The View From Parson Street Nose
By PARSONSTNOSE | Thursday, July 29, 2010, 11:48
There seems to be a new way of walking: you point yourself in one direction and look in another. Three times in Bedminster now I have fallen foul of this ridiculous practice.
The first time it caught me quite unawares, I had just exited the Tesco on West Street when I spotted a chap with wildly curling hair heading my way. Due to the unfettered springiness of his locks I failed to notice he was looking over his shoulder.
By then it was too late, he crashed into me with force and I was nearly asphyxiated by the clouds of Lynx body spray or whatever powerful brand of pheromones he’d doused himself with that morning.
"Sorry, Love, didn't see you there," he mumbled. It was on the tip of my tongue to respond with: “Of course you didn't see me, you frizzy twit, you were looking in the opposite direction,” but I bit the words back and gave him a lipstick grinding smile in response.
Now on my guard I strode on my merry way heading for morning coffee on North Street.
This time the swiveller was a young woman who seemed to be extremely interested in her own shoulder as she beetled rapidly right into my path.
"Look where you're going," I called out in warning, but my words couldn’t make it through the pounding of her iPod and we collided like trawlers in the fog.
Being, as I am, quite generously proportioned, the poor girl bounced off me like a toddler on a trampoline.

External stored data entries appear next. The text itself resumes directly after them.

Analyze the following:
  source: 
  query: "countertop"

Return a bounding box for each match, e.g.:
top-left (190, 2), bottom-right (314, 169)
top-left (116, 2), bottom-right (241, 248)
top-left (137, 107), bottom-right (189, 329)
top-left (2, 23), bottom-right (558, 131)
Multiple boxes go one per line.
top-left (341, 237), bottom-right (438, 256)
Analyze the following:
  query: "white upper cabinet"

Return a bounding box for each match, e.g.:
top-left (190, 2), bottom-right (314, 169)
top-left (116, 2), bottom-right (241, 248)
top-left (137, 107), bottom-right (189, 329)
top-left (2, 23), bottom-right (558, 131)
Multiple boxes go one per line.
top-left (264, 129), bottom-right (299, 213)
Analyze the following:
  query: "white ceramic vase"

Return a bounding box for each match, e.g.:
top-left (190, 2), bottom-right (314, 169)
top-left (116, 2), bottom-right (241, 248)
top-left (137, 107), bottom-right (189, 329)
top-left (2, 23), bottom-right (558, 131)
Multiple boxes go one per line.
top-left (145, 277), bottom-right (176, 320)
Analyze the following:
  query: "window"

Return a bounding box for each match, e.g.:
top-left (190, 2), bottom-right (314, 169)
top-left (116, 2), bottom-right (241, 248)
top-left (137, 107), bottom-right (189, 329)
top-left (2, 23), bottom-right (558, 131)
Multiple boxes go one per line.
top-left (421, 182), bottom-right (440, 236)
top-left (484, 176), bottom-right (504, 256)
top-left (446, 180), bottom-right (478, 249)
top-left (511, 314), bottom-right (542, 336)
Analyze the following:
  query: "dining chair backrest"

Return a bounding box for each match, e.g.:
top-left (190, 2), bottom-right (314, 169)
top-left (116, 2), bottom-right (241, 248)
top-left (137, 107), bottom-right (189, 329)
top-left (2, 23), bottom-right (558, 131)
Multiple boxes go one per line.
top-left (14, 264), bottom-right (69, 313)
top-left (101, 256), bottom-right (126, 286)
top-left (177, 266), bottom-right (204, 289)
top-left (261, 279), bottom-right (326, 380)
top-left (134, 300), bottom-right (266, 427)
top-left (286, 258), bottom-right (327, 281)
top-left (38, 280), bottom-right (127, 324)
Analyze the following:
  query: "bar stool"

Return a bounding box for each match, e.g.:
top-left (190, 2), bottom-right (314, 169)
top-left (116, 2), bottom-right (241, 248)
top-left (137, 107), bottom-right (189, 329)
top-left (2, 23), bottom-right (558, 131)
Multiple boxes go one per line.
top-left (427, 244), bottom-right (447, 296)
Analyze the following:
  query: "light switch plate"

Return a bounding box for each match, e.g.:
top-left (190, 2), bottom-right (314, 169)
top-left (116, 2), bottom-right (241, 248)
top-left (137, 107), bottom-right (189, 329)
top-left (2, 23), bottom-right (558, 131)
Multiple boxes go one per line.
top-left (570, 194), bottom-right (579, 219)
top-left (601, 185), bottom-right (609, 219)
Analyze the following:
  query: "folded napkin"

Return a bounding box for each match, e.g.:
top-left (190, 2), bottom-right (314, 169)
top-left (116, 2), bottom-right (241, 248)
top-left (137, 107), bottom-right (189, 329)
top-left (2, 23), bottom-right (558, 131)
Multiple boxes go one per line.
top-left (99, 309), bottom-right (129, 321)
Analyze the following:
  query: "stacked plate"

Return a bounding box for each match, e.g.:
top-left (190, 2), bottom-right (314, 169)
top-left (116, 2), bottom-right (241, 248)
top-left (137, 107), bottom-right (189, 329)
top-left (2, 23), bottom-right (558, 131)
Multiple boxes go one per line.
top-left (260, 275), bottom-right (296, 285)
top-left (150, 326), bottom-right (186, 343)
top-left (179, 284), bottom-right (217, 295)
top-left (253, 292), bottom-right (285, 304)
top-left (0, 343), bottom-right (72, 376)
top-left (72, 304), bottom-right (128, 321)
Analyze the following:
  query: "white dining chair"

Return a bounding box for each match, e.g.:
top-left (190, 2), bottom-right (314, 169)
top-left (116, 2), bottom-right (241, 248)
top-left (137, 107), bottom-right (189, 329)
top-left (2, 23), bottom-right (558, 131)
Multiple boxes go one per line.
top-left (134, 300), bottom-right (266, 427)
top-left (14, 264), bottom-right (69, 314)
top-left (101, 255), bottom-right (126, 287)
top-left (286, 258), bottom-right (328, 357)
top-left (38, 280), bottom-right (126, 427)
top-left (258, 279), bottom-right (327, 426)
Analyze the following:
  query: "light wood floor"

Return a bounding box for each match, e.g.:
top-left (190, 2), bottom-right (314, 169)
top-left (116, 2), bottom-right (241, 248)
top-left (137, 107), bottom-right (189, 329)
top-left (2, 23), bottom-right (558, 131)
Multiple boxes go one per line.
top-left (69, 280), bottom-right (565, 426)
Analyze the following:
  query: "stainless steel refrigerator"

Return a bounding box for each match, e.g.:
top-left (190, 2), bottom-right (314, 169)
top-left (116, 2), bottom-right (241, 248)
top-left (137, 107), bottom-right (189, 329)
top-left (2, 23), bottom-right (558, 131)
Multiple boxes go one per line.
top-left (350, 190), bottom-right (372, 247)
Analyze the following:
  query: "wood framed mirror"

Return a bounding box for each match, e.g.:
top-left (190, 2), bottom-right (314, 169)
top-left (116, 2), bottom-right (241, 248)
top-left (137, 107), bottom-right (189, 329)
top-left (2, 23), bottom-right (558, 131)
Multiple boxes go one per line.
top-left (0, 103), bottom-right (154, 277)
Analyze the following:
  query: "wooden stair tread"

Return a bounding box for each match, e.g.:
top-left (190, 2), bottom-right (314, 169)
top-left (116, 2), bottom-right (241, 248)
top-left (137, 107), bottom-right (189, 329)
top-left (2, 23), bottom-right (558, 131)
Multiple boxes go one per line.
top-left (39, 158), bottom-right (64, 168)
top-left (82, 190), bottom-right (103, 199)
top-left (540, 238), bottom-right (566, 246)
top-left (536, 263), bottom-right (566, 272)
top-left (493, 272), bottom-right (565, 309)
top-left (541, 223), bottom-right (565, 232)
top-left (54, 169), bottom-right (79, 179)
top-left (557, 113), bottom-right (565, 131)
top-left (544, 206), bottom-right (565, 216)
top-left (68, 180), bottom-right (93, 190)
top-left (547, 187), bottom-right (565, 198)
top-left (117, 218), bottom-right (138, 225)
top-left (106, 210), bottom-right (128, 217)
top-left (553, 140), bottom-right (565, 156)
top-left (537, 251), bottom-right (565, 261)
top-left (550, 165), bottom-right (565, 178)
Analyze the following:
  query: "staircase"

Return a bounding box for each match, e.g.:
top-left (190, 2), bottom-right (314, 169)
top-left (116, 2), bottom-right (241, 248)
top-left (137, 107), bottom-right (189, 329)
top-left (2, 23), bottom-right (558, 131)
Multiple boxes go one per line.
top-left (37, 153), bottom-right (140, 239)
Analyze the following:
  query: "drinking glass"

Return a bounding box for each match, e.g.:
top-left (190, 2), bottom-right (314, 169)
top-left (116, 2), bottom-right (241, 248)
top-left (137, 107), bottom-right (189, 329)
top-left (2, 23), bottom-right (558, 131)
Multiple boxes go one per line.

I did feel quite sorry for her as I watched her reeling outside the junk shop.
The final swiveller of the day I encountered much later in the park while I was walking my little Pickle.
A young chap, gabbling away into his mobile, he was striding out across the grass, head turned to watch his Golden Retriever as it bounded towards a welcoming mongrel wantonly waving her rear.
I do still feel guilty for allowing it to happen, but I console myself that he was speeding along so quickly I doubt he would have heard me before he tripped over Pickle's lead and sprawled headlong into the grass, nose-first into a patch of, what I hoped, was mud the way that he did.